Greenlight was made to let the users decide what they want on the Steam service, and while shit does get across, it was valuable because it gave us, the gamers, a chance to decide what games we wanted to see and play rather then just leaving it in the hands of publishers who will take the “appeals to most people” approach which leaves us all with basically the same game repeated in each genre. I’m not even saying there isn’t a place for that, but to have the ability to supplement that ourselves was a great thing.

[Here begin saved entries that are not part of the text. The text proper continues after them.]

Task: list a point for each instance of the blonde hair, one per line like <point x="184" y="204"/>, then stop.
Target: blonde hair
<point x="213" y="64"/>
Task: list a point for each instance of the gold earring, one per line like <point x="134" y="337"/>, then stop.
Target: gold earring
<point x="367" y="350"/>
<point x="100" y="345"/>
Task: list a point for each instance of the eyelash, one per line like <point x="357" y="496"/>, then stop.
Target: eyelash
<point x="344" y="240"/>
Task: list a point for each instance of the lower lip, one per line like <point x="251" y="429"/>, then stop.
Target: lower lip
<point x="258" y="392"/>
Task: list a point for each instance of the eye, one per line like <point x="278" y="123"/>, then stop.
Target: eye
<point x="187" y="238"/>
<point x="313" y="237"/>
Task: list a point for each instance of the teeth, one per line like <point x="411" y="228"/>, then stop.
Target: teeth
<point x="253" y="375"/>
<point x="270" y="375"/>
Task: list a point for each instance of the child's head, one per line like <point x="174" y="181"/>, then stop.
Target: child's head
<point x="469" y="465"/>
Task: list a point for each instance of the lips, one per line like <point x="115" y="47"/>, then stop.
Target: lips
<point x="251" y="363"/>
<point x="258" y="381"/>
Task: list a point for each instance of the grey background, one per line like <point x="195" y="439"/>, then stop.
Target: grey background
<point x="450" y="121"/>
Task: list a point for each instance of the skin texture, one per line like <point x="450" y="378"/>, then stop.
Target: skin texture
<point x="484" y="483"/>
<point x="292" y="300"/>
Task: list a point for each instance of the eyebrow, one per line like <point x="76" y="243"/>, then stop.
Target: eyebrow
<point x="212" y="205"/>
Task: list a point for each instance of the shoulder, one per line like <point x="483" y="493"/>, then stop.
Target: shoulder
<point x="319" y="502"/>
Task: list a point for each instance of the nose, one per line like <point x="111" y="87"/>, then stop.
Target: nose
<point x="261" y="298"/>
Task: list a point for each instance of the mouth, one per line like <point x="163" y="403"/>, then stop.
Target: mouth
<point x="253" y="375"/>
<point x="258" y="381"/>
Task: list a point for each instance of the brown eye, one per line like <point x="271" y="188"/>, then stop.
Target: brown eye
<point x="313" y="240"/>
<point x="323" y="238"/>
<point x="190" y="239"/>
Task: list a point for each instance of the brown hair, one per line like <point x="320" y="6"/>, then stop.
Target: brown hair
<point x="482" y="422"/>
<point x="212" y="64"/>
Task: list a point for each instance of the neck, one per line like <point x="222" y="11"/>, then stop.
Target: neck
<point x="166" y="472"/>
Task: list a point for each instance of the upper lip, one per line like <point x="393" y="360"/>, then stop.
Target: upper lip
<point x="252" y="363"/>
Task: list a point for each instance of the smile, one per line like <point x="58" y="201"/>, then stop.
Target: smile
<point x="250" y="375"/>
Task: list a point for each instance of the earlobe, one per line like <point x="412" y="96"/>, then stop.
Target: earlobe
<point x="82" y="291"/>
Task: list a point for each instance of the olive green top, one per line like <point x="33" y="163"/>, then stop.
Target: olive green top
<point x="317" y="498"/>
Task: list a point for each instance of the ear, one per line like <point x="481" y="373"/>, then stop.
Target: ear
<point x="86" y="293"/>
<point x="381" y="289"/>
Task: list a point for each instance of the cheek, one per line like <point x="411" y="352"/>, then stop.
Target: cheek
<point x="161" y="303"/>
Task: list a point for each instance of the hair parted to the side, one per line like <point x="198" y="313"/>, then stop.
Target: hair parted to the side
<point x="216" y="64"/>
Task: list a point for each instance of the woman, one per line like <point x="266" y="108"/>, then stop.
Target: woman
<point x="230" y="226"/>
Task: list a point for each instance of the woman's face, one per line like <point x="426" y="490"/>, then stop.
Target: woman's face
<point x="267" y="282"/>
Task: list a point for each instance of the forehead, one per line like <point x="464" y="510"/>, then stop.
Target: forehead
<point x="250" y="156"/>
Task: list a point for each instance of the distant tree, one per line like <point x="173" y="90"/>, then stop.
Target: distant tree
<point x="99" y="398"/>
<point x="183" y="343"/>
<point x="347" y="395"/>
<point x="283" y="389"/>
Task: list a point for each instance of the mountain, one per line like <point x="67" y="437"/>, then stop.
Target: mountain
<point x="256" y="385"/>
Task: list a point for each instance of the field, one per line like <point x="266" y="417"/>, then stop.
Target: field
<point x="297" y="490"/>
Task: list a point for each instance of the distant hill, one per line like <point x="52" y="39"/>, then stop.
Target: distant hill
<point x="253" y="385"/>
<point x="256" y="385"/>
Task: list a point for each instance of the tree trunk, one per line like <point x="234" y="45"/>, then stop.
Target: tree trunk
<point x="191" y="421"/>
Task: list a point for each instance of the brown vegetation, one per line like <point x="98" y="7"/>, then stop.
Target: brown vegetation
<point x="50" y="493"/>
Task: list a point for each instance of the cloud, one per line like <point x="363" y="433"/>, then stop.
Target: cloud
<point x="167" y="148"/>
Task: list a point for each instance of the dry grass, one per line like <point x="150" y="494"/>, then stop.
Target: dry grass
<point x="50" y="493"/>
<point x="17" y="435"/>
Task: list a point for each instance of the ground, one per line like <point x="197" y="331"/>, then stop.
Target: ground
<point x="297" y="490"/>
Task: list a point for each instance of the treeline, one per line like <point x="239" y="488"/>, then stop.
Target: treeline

Sadly, I now have to say was because Valve has set a new president by removing the game Hatred from this function. At the time it was removed, it was one of the top 10 games being considered, and the reason we have been given by Valve is vauge at best. They claim a breach of Terms of Service, though what that breach was is unknown. From our end, we can determine it’s not the quality of the end product, for we have seen outright broken and unfinished messes make it to Steam through Greenlight. We can also assume it was not offensive enough in it’s own right, for they have the three Postal games available for sale as we speak… the first of which I have personally owned and played the CD version back when it came out, and which seems to me exactly what this new game is with some graphical updates. And unless a new trailer came out I am not aware of, the game is not porn. It seems, rather, that the only reason this game was removed, was because someone with a stick up their ass reported it.
So the question becomes why do I personally care and why should you? Well if you wanted to buy this game when it comes out and now have one less way to do so, you should care, but this is not where I sit. When I played the original release (Postal) I found it dull as hell and had no interest in playing it again after about 20 minutes. However, by removing a game that clearly the audience wanted, Valve has rendered their own tool through which we are supposed to be given the collective ability to choose games for the service we want to use, compromised. We have now been shown this tool will only work as well as the company lets it, and not to the original intent of letting gamers have control of their service. As such, we gamers now will need to begin thinking of going not just around the journalists with an axe to grind, but the tools we ourselves have access to.
I know in this particular case, even as I still will not be buying the game, I intend to help those who want to. I will be looking to see who sells the game and spreading the word here for anyone who wants it. I would actually love to see a database for such a purpose arise out of this situation, but seeing as my time is too limited to maintain such a thing, I would not be able to or in all fairness ask another to do it for me. Still, I recommend at the very least we keep open and spread the word amongst our own. That way. we as gamers can still take the power to decide what games we have access to, even if others try to take action to remove the game so others can not buy what they do not like. That is not a power I will give up without a fight.
UPDATE: As of now, not only is Hatred back on Greenlight, but it is number 1 in the charts. While this is a great development (as it shows gamers will get what they wanted from the service) this episode still showed a weakness. And while a need to give a link to sources may be gone for now, we can’t walk away from this lesson. We need to be ready to do this for any game we believe unfairly hiddne from it’s audience. This showed us it can happen… and sadly I do not doubt it will eventually.